The Chi makes me reminiscent of my childhood, and all three of these songs embody that spirit. ‘Come Home,’ ‘Summer Camp,’ and ‘Sand Dunes’ all speak of innocence lost and trying hold on to beautiful moments while not becoming jaded by the fucked-up ones,” he explained. “The story is just that: We can let our past define us and, eventually, kill us, or we can choose to change.”

In addition to the artists who participated, Cole has also seen responses online that have highlighted how tightly knit Chicago’s artistic community can be.

“I was licensing a song for the final episode, and I got a note that the lead singer from that song was actually an extra in the show,” he said. “Before every episode, I thank all the artists that licensed music [on Twitter], and I got a tweet from someone that was like, ‘That song by the Mod Singers, that’s my grandfather. I want to talk to you!’ Those kinds of connections are great. There’s so much great music that, because there’s so much to listen to, it’s hard to filter. The Chi becomes a great filter for new and old music that comes from the region.”

There’s surely a powerful moment coming in the finale that involves Chance and the Social Experiment’s “Sunday Candy,” which Cole said the Chicago rap superstar was directly involved in placing, but the show’s most iconic musical moment from Season 1 may well remain the opening montage, where we’re taken on an impromptu tour of his neighborhood and we see joy, community, and devastation in the span of a few minutes. The message of “All We Got” is one Segal said captures both the beauty and urgency of his city’s artistic community and part of what has inspired all the incredible music that ultimately helped bring The Chi to life.

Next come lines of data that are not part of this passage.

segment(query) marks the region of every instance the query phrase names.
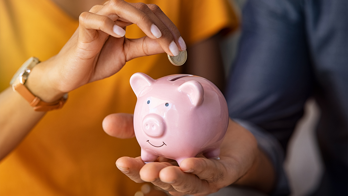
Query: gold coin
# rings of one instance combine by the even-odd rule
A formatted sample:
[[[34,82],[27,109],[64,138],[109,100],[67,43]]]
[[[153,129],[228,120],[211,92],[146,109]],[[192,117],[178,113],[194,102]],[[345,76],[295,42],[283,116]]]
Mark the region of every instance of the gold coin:
[[[176,56],[172,56],[169,54],[167,54],[167,55],[169,61],[175,66],[182,65],[186,62],[186,59],[187,59],[187,52],[185,50],[179,52],[179,54]]]

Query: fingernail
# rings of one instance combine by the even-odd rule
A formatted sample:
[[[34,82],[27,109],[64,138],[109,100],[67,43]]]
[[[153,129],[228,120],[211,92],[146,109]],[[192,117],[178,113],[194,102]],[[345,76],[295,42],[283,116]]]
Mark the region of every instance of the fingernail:
[[[180,37],[179,38],[179,39],[177,40],[177,42],[179,43],[180,47],[181,48],[181,50],[182,51],[186,50],[186,44],[185,43],[185,41],[184,41],[184,39],[181,37],[181,36],[180,36]]]
[[[179,48],[177,48],[176,44],[174,41],[171,43],[169,45],[169,50],[171,51],[172,54],[174,56],[176,56],[179,54]]]
[[[112,30],[117,35],[121,37],[123,37],[126,34],[126,31],[124,29],[116,24],[113,25]]]
[[[193,172],[193,170],[192,169],[190,169],[187,171],[183,171],[183,172],[187,173],[191,173]]]
[[[117,168],[118,168],[119,169],[121,170],[121,171],[123,173],[128,173],[128,172],[129,172],[129,168],[125,168],[124,167],[120,167],[119,166],[118,166],[117,165],[116,165],[116,167],[117,167]]]
[[[152,24],[151,25],[150,30],[151,31],[151,33],[157,38],[159,38],[162,36],[162,32],[159,30],[159,29],[158,29],[154,24]]]

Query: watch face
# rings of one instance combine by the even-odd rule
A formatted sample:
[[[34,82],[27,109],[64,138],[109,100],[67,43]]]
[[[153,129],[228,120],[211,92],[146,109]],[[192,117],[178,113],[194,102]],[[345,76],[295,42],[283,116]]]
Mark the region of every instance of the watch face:
[[[21,74],[23,74],[24,73],[24,71],[26,69],[32,69],[39,62],[39,59],[36,57],[32,56],[29,58],[29,59],[23,63],[23,65],[21,66],[21,68],[18,70],[17,70],[17,72],[16,72],[16,73],[14,75],[13,77],[12,77],[12,79],[11,79],[11,81],[10,82],[10,85],[12,85],[13,84],[15,81],[18,79],[18,78]]]

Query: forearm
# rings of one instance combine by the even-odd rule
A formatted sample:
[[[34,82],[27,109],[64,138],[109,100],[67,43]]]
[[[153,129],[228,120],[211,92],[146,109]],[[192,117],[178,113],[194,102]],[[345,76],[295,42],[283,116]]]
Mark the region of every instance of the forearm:
[[[14,149],[45,112],[36,112],[10,87],[0,93],[0,159]]]
[[[244,165],[244,167],[239,168],[247,169],[236,170],[239,173],[238,175],[241,175],[233,184],[252,187],[264,193],[271,192],[275,183],[275,169],[271,160],[258,147],[257,142],[253,134],[238,123],[230,120],[225,137],[222,149],[235,150],[223,153],[230,154],[238,164]],[[228,146],[230,147],[227,148]],[[253,160],[247,160],[250,159]],[[249,163],[250,165],[245,165]]]
[[[184,71],[206,78],[222,91],[224,88],[223,66],[219,45],[217,34],[189,47]]]
[[[38,64],[25,83],[33,95],[46,102],[58,99],[64,92],[55,90],[46,68],[52,58]],[[52,79],[52,78],[51,78]],[[0,94],[0,159],[18,145],[45,112],[35,111],[21,95],[10,87]]]

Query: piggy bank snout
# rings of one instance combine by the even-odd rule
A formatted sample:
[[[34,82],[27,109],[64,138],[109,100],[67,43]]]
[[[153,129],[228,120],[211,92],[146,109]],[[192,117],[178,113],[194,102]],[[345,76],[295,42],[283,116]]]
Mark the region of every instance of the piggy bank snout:
[[[150,114],[147,115],[143,120],[143,130],[150,137],[159,137],[166,130],[164,120],[157,114]]]

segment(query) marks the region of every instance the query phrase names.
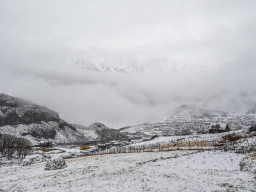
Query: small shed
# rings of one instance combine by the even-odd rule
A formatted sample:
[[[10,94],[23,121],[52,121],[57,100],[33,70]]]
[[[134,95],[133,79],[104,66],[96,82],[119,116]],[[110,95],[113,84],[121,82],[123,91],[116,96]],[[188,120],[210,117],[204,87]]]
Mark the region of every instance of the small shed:
[[[230,131],[230,127],[229,127],[227,124],[211,123],[209,127],[209,133],[217,133],[227,131]]]

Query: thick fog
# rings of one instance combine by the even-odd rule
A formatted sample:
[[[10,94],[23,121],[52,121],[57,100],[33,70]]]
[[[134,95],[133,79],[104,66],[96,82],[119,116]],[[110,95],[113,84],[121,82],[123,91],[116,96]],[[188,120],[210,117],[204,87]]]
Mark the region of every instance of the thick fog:
[[[0,93],[73,124],[141,122],[180,104],[244,111],[256,102],[255,8],[255,1],[1,0]],[[78,60],[166,70],[96,72]]]

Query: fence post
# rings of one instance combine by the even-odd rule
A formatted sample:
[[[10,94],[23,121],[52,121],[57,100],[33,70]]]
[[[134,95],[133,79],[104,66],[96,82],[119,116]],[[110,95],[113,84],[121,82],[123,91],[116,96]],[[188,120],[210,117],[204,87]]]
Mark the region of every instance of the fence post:
[[[203,150],[203,141],[201,141],[201,148]]]

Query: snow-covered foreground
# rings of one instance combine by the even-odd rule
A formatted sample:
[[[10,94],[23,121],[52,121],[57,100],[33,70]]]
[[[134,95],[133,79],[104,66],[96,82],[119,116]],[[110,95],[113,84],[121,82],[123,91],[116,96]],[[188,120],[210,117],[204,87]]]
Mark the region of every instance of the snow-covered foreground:
[[[0,169],[0,191],[250,191],[253,175],[241,172],[244,155],[221,151],[170,151],[98,155]]]

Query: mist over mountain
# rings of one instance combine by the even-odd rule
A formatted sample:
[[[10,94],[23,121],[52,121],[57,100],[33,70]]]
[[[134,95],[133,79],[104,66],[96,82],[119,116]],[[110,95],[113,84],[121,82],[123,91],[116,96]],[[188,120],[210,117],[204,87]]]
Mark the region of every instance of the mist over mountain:
[[[106,125],[256,102],[255,1],[24,1],[1,3],[1,93]]]
[[[75,65],[87,71],[121,73],[172,72],[179,70],[180,68],[178,67],[180,67],[161,60],[147,61],[146,63],[132,60],[89,61],[79,60],[75,62]],[[185,67],[186,66],[181,67],[181,68]]]

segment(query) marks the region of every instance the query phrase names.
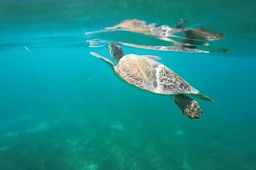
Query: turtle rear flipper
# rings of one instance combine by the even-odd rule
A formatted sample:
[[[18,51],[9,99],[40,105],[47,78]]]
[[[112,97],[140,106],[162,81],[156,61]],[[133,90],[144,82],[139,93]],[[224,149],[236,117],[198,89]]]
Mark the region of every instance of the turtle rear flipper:
[[[100,55],[100,54],[98,54],[96,53],[94,53],[94,52],[90,52],[90,54],[92,56],[95,56],[96,58],[101,59],[102,61],[104,61],[105,63],[107,63],[114,71],[114,65],[113,65],[113,63],[111,60],[109,60],[108,59],[106,59],[105,57],[102,57],[102,55]]]
[[[174,103],[178,106],[184,116],[189,119],[200,119],[202,110],[195,100],[184,94],[176,94]]]

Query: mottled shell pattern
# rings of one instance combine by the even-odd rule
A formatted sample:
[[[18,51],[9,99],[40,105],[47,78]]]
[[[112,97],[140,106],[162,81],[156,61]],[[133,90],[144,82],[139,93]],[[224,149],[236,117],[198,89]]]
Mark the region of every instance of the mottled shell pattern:
[[[130,84],[155,94],[199,94],[171,69],[148,57],[126,54],[114,70]]]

“Kanye’s message on the song is simple, but it’s powerful: ‘Music is all we got.’ I remember the conversations we had about how that felt and what that meant in the song and, yes, it’s fun and it fills you with a kind of joy and energy about the song, but it’s also a really bleak message,” said Segal. “I think a lot of people, especially in Chicago, have that type of feeling where it’s like, ‘My creation or my creativity—my music, the things that I relate to—that’s all we got when we’re seeing our friends get killed or we’re seeing schools getting shut down. That’s all we can latch onto.’ So I think it’s planting a deeper message in kind of an accessible way.”

Where The Chi shines is in showcasing the depth and humanity of neighborhoods too often reduced to grim statistics. It’s a mission shared by many of the artists whose music adds color and emotional heft to the show, and it’s impossible to picture it succeeding without their contributions.

Or, as Waithe told Genius, “We couldn’t be The Chi and have a bad soundtrack.”